Der ausgebildete Hafner sowie Absolvent und Lehrer der Wiener Kunstgewerbeschule Michael Powolny entwarf für die Porzellanmanufaktur Augarten einige Tierskulpturen und bauchige Serviceformen, wie etwa das noch heute hergestellte "Opus", Form Nr. 68.

Friedrich Ludwig Berzeviczy-Pallavicini malte Motive aus einer phantastischen Zauberwelt, in der sensibel ausge- führte exotische Gestalten, Tiere und Pflanzen auftreten. 1936 heiratete er Klara Demel und gestaltete das Design für die berühmte Zuckerbäckerei. Der vielseitige, an der Kunstgewerbeschule im Bereich Mode und Textil ausgebildete und von Josef Hoffmann geförderte Künstler arbeitete 1937 für Augarten, 1938 emigrierte er nach Italien, später in die Vereinigten Staaten.

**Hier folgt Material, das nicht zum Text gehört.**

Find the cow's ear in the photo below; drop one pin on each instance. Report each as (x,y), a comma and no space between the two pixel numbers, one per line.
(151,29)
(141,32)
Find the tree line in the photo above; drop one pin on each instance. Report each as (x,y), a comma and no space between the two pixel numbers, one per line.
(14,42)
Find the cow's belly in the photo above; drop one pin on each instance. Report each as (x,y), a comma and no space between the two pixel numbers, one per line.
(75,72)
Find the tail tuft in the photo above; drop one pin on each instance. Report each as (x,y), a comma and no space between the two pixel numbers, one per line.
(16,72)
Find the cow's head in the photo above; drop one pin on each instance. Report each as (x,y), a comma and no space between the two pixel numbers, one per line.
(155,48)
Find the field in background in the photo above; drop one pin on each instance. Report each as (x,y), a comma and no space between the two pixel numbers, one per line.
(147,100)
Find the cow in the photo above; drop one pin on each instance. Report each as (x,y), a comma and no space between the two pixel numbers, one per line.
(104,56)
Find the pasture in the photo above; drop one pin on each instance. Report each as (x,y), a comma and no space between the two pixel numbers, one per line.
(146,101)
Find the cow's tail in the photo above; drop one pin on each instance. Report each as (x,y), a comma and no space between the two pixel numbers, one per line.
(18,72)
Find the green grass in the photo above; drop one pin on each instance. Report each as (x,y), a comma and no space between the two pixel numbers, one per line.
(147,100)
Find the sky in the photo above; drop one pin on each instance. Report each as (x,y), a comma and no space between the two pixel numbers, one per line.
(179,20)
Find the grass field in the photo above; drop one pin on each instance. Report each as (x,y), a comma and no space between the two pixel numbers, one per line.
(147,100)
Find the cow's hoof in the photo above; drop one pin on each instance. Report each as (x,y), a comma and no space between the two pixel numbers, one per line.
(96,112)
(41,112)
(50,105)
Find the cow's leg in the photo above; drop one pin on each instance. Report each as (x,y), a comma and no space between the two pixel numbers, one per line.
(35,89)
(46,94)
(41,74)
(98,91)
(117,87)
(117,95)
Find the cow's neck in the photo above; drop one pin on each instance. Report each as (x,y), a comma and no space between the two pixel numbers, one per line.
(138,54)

Ena Rottenberg, eine Schülerin Josef Hoffmanns an der Kunstgewerbeschule, entwarf nicht nur das bekannte Service der Form Nr. 20 mit exotischen Deckelknäufen, sondern auch Vasen mit Figuren in Biskuitrelief oder zarter figürlicher Malerei. Im Archiv der Manufaktur haben sich Entwürfe mit ihren Initialen "E.R." erhalten.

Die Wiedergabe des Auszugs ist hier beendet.